Tissues are eroded by mechanical stress, but respond to erosion and mechanical stress itself by producing cytokines, so OA can be alleviated by addressing both mechanical and chemical targets.
Figure 3 summarizes the signaling pathways and structural changes in the development of OA.
• In the cartilage, chondrocytes produce inflammatory response proteins and metalloproteinases. The authors see OA as a loss of regenerative capacity (which declines with age), so matrix remodeling proteins might be stimulated to restore that regenerative capacity.
• In the subchondral bone, new MRI imaging can visualize vascular penetration, formation of osteophytes and subchondral cysts.
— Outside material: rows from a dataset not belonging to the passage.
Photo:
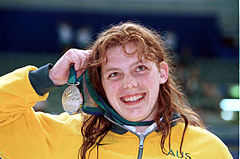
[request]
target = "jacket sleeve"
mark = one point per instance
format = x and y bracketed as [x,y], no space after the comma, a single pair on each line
[17,94]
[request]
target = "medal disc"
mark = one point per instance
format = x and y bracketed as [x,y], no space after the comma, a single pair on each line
[71,99]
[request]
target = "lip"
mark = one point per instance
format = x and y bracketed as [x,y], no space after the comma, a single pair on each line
[133,98]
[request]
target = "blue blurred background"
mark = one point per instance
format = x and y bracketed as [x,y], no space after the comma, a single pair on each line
[201,34]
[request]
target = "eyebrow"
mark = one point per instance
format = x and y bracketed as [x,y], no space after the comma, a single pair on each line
[116,68]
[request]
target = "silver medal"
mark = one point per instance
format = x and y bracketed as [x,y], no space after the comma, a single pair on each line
[71,99]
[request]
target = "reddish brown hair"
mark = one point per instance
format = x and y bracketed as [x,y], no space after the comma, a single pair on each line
[170,98]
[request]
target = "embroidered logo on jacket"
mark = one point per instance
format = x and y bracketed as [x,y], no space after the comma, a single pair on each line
[177,154]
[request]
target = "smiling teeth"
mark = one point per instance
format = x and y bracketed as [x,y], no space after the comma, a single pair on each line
[133,99]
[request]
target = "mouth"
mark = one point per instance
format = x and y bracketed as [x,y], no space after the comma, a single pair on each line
[133,99]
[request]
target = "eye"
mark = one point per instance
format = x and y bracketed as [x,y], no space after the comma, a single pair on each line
[114,74]
[141,68]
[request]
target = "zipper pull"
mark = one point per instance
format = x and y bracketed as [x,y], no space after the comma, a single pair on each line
[140,149]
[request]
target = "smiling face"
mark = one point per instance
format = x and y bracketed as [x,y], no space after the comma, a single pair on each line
[132,86]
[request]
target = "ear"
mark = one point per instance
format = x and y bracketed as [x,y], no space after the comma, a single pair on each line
[163,72]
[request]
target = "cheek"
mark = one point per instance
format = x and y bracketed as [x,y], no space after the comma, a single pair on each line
[110,88]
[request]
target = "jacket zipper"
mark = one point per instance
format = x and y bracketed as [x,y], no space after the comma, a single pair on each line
[140,136]
[140,149]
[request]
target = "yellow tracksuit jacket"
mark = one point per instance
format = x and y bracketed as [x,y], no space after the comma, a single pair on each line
[25,134]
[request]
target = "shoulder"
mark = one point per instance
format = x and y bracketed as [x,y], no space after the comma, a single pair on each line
[197,139]
[61,120]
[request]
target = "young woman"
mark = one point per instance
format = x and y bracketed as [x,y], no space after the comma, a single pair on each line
[144,114]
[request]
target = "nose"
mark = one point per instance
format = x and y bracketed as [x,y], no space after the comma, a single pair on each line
[129,82]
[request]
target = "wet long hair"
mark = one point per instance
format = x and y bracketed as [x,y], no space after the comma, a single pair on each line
[170,98]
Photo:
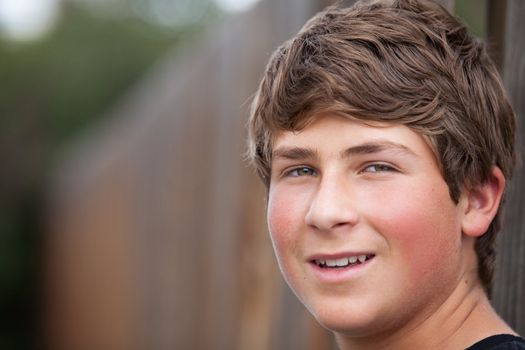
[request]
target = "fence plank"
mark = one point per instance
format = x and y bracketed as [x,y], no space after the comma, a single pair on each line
[509,290]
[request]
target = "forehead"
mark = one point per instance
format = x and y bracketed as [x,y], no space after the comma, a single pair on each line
[331,134]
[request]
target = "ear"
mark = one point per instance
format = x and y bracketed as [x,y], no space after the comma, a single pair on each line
[482,203]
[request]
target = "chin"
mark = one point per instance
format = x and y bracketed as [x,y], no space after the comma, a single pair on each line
[347,321]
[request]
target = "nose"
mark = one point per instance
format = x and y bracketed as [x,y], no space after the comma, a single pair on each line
[332,205]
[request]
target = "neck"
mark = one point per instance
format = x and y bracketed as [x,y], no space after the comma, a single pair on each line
[464,318]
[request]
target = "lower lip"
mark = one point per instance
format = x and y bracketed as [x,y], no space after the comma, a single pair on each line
[340,274]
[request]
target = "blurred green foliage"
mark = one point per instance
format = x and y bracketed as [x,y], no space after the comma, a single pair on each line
[50,90]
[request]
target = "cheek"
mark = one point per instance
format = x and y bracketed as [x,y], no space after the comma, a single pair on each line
[421,228]
[283,219]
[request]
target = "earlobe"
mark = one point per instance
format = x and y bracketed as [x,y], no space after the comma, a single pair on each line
[482,203]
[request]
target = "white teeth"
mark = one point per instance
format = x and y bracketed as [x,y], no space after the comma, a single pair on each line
[331,263]
[341,262]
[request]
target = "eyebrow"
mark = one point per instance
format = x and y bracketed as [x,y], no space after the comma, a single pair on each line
[299,153]
[294,153]
[376,147]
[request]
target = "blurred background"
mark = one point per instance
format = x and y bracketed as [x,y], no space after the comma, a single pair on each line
[128,219]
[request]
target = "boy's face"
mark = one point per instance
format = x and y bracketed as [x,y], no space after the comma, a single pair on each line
[342,191]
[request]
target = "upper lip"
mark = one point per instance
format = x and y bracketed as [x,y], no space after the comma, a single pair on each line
[334,256]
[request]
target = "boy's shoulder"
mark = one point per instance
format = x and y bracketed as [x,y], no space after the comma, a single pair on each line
[499,342]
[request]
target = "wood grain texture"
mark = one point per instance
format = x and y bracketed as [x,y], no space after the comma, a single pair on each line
[509,293]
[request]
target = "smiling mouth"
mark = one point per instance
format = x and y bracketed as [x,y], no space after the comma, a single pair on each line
[342,262]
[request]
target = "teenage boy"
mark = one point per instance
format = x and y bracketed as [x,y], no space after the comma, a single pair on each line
[385,138]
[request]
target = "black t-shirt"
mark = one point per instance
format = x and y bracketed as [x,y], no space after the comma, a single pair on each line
[499,342]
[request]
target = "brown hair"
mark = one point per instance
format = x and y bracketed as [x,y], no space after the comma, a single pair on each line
[398,61]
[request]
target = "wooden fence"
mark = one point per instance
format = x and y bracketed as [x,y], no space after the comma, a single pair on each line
[157,233]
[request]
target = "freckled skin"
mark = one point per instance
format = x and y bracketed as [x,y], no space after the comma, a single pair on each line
[405,217]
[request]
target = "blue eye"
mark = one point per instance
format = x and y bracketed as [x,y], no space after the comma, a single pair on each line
[376,168]
[302,171]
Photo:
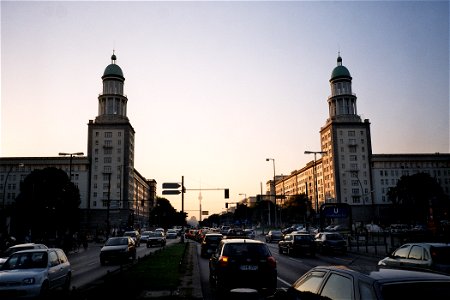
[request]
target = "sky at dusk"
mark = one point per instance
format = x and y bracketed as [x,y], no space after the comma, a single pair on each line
[215,88]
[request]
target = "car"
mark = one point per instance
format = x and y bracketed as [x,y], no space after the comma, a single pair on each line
[145,235]
[243,263]
[274,236]
[340,282]
[250,233]
[330,242]
[171,234]
[19,247]
[429,256]
[297,243]
[209,244]
[33,273]
[118,249]
[135,235]
[156,238]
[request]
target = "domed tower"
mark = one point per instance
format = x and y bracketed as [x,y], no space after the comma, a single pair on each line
[347,142]
[342,102]
[111,153]
[112,102]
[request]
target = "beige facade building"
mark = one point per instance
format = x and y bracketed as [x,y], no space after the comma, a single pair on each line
[347,171]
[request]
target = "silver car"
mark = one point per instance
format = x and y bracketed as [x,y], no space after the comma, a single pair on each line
[19,247]
[430,256]
[33,273]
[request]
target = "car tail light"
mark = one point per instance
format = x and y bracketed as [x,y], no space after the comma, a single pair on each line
[223,261]
[272,262]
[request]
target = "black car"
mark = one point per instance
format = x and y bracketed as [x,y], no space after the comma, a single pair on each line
[156,238]
[429,256]
[243,263]
[330,242]
[297,244]
[340,282]
[274,236]
[210,243]
[118,249]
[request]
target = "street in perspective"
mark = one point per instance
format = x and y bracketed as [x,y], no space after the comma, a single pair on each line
[258,150]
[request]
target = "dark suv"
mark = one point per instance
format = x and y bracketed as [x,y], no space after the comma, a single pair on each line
[243,263]
[297,243]
[210,243]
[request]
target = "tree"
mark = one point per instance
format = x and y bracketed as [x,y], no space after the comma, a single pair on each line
[298,209]
[47,206]
[418,198]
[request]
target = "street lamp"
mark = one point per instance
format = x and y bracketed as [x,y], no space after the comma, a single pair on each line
[274,190]
[70,163]
[6,181]
[315,175]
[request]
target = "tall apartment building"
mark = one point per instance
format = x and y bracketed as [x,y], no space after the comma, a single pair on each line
[347,171]
[112,191]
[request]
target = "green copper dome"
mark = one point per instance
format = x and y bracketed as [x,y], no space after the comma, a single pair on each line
[340,71]
[113,69]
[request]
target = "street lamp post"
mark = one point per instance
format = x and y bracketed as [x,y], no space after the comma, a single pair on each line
[315,175]
[274,190]
[6,181]
[70,162]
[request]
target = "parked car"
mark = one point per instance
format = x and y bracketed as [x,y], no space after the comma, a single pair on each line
[33,273]
[249,233]
[171,234]
[274,236]
[118,249]
[135,235]
[210,243]
[430,256]
[327,242]
[243,263]
[156,238]
[297,243]
[145,235]
[340,282]
[13,249]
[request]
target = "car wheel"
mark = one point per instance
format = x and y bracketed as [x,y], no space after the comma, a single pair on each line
[66,286]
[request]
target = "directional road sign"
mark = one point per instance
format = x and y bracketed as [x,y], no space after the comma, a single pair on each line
[171,185]
[171,192]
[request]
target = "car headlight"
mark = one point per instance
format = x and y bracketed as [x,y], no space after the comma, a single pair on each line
[28,281]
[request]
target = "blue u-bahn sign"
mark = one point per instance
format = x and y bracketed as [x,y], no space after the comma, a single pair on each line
[335,211]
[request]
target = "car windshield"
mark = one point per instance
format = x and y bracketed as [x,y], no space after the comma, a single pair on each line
[440,255]
[334,237]
[12,250]
[303,238]
[29,260]
[416,290]
[116,242]
[246,250]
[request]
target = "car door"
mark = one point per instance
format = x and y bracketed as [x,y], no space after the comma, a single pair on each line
[416,258]
[54,269]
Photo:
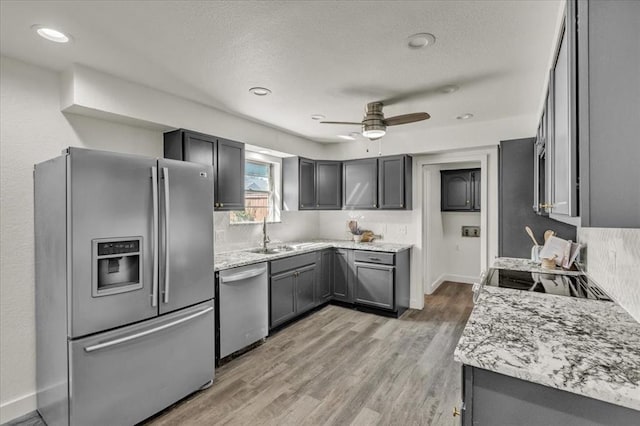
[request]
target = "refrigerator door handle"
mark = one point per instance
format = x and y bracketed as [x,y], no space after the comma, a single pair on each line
[136,336]
[165,173]
[154,283]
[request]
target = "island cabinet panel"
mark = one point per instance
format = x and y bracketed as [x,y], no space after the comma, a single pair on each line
[491,398]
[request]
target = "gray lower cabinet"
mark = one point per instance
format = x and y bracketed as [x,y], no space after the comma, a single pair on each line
[282,296]
[342,282]
[374,285]
[381,280]
[325,276]
[491,398]
[292,287]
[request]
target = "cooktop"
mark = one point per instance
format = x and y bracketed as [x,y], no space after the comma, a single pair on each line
[542,282]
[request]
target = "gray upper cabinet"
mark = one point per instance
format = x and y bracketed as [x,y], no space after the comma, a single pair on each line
[608,124]
[360,184]
[394,182]
[460,190]
[329,185]
[226,157]
[311,185]
[590,136]
[229,179]
[307,184]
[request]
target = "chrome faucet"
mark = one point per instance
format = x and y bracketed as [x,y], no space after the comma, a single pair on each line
[265,238]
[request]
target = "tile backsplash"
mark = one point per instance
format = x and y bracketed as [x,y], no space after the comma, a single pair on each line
[292,226]
[612,258]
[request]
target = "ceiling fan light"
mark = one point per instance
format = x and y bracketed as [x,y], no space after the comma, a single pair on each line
[374,133]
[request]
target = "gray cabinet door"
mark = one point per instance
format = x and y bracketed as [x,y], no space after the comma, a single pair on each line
[341,276]
[455,190]
[305,288]
[229,164]
[329,185]
[360,184]
[475,191]
[392,178]
[198,148]
[307,184]
[374,285]
[283,298]
[325,276]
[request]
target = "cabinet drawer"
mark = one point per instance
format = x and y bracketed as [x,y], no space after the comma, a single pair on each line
[374,257]
[292,262]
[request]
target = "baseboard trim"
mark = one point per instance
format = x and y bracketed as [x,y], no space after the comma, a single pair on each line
[18,407]
[451,277]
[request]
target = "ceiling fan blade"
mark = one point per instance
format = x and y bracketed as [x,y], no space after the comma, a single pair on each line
[341,122]
[406,118]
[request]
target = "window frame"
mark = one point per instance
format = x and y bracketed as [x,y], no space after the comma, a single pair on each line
[275,194]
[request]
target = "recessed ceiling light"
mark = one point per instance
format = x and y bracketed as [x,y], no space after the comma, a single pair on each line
[260,91]
[420,40]
[51,34]
[449,88]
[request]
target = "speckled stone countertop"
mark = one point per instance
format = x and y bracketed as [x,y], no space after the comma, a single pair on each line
[518,264]
[587,347]
[233,259]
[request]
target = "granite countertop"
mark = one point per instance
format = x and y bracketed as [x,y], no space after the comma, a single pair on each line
[233,259]
[518,264]
[583,346]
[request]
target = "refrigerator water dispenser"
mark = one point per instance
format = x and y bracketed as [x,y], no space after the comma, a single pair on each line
[117,266]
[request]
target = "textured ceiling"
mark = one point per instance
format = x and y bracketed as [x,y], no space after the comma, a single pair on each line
[317,57]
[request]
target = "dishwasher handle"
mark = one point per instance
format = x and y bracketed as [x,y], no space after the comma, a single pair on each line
[242,275]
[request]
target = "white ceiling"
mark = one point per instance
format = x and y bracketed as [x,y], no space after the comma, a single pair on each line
[318,57]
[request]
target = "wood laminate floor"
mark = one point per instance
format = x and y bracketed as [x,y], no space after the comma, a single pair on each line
[342,367]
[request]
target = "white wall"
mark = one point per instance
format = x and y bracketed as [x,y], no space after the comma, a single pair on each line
[32,129]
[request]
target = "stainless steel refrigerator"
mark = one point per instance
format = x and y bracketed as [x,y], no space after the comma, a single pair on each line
[124,285]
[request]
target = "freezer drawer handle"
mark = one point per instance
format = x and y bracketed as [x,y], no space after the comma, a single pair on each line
[114,342]
[154,284]
[243,275]
[165,172]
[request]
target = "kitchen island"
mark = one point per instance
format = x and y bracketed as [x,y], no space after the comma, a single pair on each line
[585,347]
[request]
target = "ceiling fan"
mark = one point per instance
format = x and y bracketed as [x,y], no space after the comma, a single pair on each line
[374,125]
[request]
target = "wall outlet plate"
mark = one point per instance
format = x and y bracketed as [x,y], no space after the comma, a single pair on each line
[471,231]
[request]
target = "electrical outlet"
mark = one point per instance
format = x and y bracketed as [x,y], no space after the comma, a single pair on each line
[470,231]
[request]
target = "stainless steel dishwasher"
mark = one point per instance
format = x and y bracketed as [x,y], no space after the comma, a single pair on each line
[244,307]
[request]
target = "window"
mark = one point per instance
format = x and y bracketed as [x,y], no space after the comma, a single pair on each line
[261,190]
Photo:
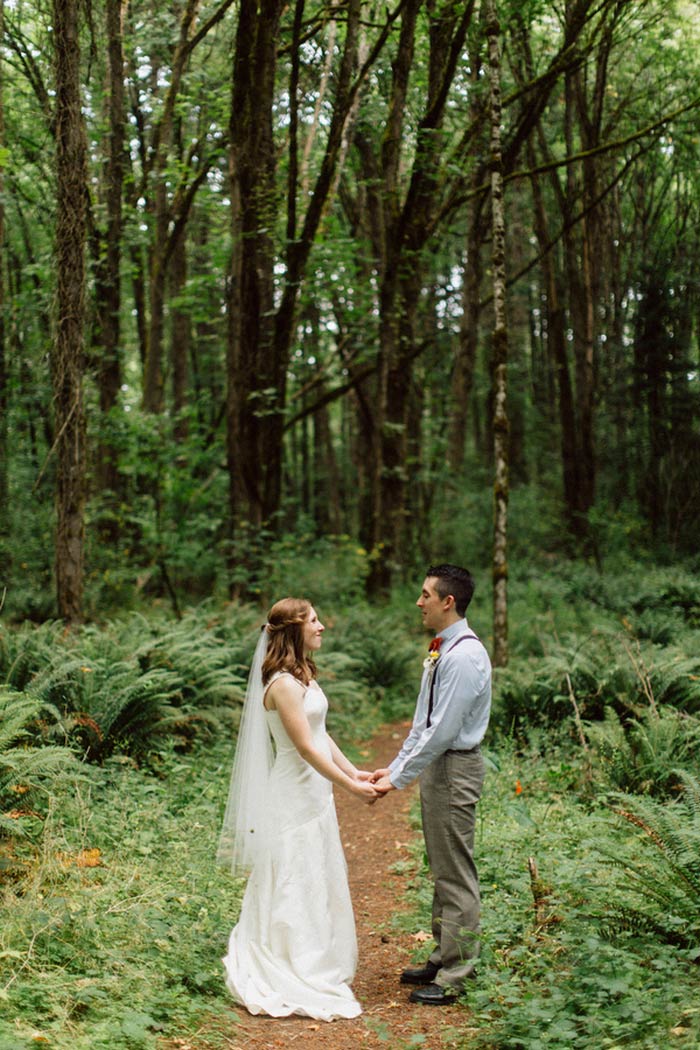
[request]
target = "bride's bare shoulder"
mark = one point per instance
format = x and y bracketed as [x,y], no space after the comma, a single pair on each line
[282,686]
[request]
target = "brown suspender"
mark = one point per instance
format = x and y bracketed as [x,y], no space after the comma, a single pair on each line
[435,672]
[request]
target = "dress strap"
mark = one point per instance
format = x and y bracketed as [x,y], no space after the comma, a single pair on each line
[275,677]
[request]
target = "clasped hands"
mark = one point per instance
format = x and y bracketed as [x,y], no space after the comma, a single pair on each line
[379,780]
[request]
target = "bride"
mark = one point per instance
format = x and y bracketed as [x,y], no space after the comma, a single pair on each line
[294,949]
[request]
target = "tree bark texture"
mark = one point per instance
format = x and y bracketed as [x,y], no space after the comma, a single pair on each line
[107,277]
[4,378]
[67,347]
[163,214]
[501,427]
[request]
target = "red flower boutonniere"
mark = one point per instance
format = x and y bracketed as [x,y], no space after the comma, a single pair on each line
[433,653]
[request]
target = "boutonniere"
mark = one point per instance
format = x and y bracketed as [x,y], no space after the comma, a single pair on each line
[433,653]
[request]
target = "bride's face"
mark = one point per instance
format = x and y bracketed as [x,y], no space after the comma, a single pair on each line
[313,630]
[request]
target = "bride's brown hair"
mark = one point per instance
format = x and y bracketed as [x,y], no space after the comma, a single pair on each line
[285,649]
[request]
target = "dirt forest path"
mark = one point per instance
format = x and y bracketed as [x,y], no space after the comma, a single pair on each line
[375,838]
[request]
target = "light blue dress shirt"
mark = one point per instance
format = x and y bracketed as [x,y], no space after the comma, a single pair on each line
[461,706]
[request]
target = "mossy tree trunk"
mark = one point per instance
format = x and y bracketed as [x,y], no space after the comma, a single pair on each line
[501,427]
[68,336]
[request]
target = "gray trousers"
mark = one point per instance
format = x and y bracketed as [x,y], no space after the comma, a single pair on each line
[450,788]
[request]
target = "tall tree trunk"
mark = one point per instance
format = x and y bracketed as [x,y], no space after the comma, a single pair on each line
[465,359]
[501,453]
[179,345]
[163,217]
[108,264]
[67,349]
[252,387]
[4,393]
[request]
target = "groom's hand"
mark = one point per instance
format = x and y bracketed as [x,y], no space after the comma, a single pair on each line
[377,775]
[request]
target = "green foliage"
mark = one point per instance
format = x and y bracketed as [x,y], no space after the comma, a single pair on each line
[561,973]
[26,773]
[659,884]
[128,685]
[113,938]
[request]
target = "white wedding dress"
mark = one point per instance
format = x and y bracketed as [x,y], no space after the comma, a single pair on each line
[294,949]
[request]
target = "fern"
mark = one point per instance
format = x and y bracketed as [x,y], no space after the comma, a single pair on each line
[661,883]
[25,772]
[642,755]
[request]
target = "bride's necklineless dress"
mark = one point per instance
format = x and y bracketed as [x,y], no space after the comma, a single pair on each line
[294,949]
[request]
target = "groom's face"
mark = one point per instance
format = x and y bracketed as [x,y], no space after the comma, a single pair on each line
[431,606]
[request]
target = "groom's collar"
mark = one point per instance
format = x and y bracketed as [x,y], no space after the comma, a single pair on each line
[453,629]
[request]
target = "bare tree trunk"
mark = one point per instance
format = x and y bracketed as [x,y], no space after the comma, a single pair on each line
[108,258]
[501,452]
[4,398]
[163,217]
[465,360]
[67,350]
[179,344]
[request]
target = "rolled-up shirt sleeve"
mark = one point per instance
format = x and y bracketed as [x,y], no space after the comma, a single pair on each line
[462,700]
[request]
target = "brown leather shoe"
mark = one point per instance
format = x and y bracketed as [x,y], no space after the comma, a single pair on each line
[423,975]
[433,995]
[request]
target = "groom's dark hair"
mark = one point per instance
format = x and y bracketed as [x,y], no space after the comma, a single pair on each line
[455,581]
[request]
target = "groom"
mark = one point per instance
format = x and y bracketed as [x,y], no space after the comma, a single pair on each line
[451,716]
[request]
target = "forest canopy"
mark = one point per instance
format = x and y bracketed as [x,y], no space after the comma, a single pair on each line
[251,287]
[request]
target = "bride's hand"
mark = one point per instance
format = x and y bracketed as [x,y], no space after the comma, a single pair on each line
[365,791]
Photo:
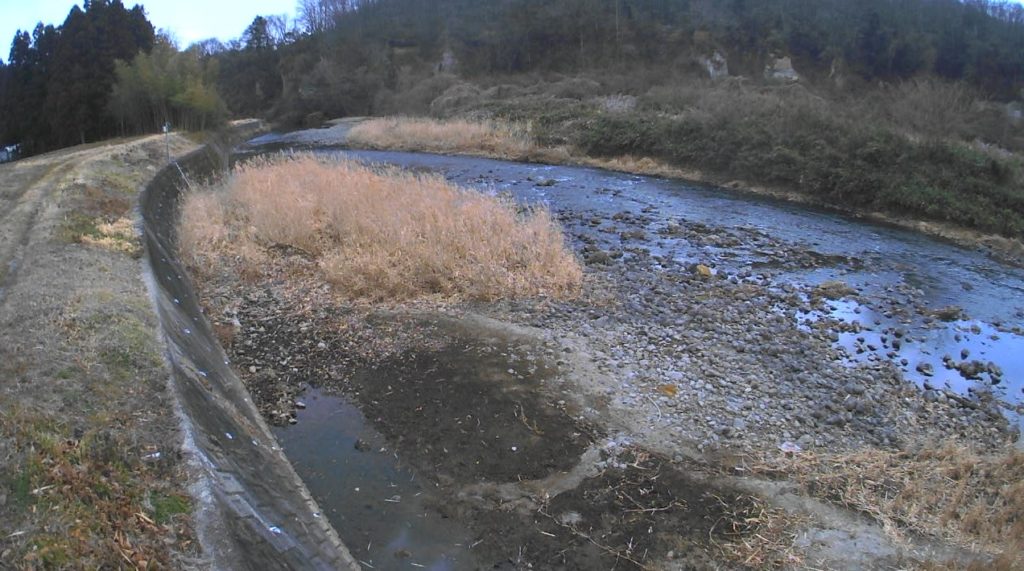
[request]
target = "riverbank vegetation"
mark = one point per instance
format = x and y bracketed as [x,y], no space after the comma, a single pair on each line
[378,233]
[947,491]
[879,155]
[907,108]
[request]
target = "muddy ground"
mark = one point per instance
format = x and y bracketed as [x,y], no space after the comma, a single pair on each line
[604,432]
[90,471]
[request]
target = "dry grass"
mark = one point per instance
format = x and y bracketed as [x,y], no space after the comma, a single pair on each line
[489,138]
[380,233]
[89,501]
[949,491]
[760,536]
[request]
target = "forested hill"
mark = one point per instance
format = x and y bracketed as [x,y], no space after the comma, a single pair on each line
[65,85]
[55,86]
[980,41]
[356,49]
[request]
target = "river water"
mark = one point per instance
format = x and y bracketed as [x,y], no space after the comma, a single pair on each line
[883,262]
[890,267]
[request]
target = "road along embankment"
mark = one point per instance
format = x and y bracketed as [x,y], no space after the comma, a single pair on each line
[254,512]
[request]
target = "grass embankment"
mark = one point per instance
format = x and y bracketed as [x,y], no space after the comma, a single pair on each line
[913,151]
[379,233]
[90,471]
[949,492]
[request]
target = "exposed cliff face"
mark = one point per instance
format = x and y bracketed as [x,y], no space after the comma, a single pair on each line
[715,64]
[780,70]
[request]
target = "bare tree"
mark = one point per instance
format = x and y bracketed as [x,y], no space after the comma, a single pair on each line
[318,15]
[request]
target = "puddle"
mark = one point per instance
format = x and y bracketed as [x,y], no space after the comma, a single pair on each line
[377,503]
[969,357]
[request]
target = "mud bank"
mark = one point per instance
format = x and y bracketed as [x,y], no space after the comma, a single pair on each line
[254,511]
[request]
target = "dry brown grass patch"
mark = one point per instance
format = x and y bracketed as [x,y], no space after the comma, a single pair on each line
[949,491]
[760,536]
[380,233]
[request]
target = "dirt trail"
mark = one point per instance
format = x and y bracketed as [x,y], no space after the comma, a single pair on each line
[89,446]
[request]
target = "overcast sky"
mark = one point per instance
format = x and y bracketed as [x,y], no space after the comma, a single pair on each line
[189,20]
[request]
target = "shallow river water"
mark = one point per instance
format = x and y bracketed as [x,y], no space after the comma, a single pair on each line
[880,259]
[373,499]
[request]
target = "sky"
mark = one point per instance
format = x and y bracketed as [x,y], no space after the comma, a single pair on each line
[188,20]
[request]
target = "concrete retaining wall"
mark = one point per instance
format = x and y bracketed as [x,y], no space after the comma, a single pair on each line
[254,511]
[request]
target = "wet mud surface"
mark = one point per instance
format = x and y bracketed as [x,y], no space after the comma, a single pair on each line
[450,444]
[559,435]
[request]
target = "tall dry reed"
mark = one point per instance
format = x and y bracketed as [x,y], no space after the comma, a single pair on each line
[381,233]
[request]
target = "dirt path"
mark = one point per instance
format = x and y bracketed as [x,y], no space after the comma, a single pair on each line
[89,446]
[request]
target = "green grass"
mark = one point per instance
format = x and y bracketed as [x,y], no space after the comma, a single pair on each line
[165,507]
[77,226]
• Synoviocytes also release inflammatory mediators and degradative enzymes after the initial insult, and synovitis is a target for intervention.
OA is diagnosed by symptoms, but by the time the patient has symptoms, the damage is advanced and probably irreversible. The authors define structural OA as cartilage loss without inflammatory or crystal arthropathy, even without symptoms.
Structural OA can be assayed by newly available biomarkers. The authors also favor MRI for measuringearly changes. Physiological MRI can assess biochemical composition of tissues. Other MRI protocols are responsive to cartilage orientation and water content. Bone marrow, meniscal status, and synovitis on MRI can further predict disease progression.
Since much of OA is caused by misalignment of bones, the authors review surgical corrections, along with grafting, which are widely adopted although hard evidence is limited.
• Significantly, periarticular osteotomy and joint distraction are supported by evidence of cartilage regeneration.
• Microfracture of subchondral bone, and cell-based therapies such as autologous chondrocyte implantation, have weaker results but are promising.
• Glucosamine, chondroitin, hyaluronic acid, doxycycline, and FGF-18 all show the difficulty of demonstrating meaningful benefits.
Weight loss and exercise head the list of interventions, as always. With markers to indicate subclinical OA before the symptoms start, this effective treatment could be started early enough to prevent or reduce further damage.
It is still puzzling why obesity should be a risk factor for OA even in non-weight-bearing joints, such as those in the hand.